L’implantation d’une véritable écoforesterie dans nos forêts publiques et privées exige une stratégie et des moyens beaucoup plus élaborés et encadrés que ce qui est proposé.

Nous déplorons également qu’on ne semble pas se soucier de voir ces objectifs s’appliquer également dans la gestion et la mise en valeur des forêts privées.

Le modèle de mise en marché du bois proposé

Le Livre vert avait le mérite à nos yeux d’ouvrir la voie à la disparition des CAAF au profit d’une gestion régionale de la forêt ainsi qu’à la création d’un marché du bois.

Certes les étapes proposées étaient encore limitées, puisqu’un droit de premier preneur équivalent à 75% de l’approvisionnement garanti était réservé aux détenteurs de CAAF pendant cinq ans.

Dans le Document de travail, suite aux pressions de l’industrie sans doute, cette ouverture vers un marché du bois est considérablement restreinte.
Les garanties d'approvisionnement (ou droit de premier preneur) des ex-détenteurs de CAAF sont si larges et le pourcentage réservé au marché libre si imprécis (le 25% initial est complètement disparu!), qu'on peut se demander ce que ça va changer, à part soulager les grandes compagnies des coûts de gestion et ajouter une bureaucratie importante, notamment le Bureau de mise en marché du Bois, situé au ministère, dont le mandat, assez imprécis, serait de fixer les prix.

L’objectif, qui était de faciliter l’approvisionnement d’entreprises locales de transformation, semble donc bien loin.
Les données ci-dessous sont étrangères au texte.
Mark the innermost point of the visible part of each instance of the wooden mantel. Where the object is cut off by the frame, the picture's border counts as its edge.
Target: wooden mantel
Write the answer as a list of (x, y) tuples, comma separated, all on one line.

Non seulement les volumes disponibles sont incertains, ils risquent en plus de ne pas être accessibles.

En effet, rien n’est prévu, dans ce mécanisme de marché libre, pour prévenir l’exode de la ressource régionale vers d’autres régions plus riches ou mieux pourvues en grandes industries au détriment du développent régional d’entreprises locales de transformation.

Rien n’est prévu non plus pour assurer l’application du principe de «forêt résiduelle» pour le bois des forêts privées, victimes jusqu’ici du cartel exercé par les grandes compagnies. Au point où on se demande si, à terme, quelque chose sera changé et si les régions en tireront un profit pour leur développement.
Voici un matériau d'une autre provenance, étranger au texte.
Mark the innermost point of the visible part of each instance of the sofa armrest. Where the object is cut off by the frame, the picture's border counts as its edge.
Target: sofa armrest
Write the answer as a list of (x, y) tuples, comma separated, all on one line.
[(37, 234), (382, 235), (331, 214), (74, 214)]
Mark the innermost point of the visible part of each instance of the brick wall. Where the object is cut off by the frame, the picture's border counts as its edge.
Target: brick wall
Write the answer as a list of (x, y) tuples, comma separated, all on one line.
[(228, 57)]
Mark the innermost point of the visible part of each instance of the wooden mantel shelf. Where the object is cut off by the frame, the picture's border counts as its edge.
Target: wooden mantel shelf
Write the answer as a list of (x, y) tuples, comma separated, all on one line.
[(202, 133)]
Dans ces conditions, on comprend que beaucoup de régions et de dirigeants régionaux aient exprimé des fortes craintes sur la viabilité d’un tel marché et sur ses conséquences éventuelles sur l’exode de leur ressource forestières.

On comprend également que l’industrie craigne une incertitude néfaste concernant l’approvisionnement des entreprises. Il nous apparaît bien risqué de jouer sur deux tableaux à la fois : les CAAF et le marché du bois.

La Coalition estime que les droits de premier preneur pour les détenteurs de CAAF ne devraient pas compromettre la mise en place d’une véritable écoforesterie, ni d’une véritable gestion régionale de la ressource, ni d’un marché du bois qui tiennent compte des droits de chaque région sur sa ressource.

Conclusion

En conclusion, nous croyons que la meilleure façon de gâcher et de discréditer la décentralisation, c’est de décentraliser à moitié.

Pour effectuer un véritable changement, conforme aux orientations fournies par le Rapport Coulombe et exigées par la crise forestière actuelle, il faut donner aux régions le cadre national, les structures démocratiques, les moyens financiers et les structures de mise en marché appropriées pour qu’elles puissent gérer leur forêt de façon autonome et pour le bien de leur population.

Pour y parvenir, il faut à notre avis revenir au Livre vert et l’améliorer dans le sens que nous avons proposé, et surtout, oublier totalement les Sociétés d’aménagement des forêts proposées dans le Document de travail!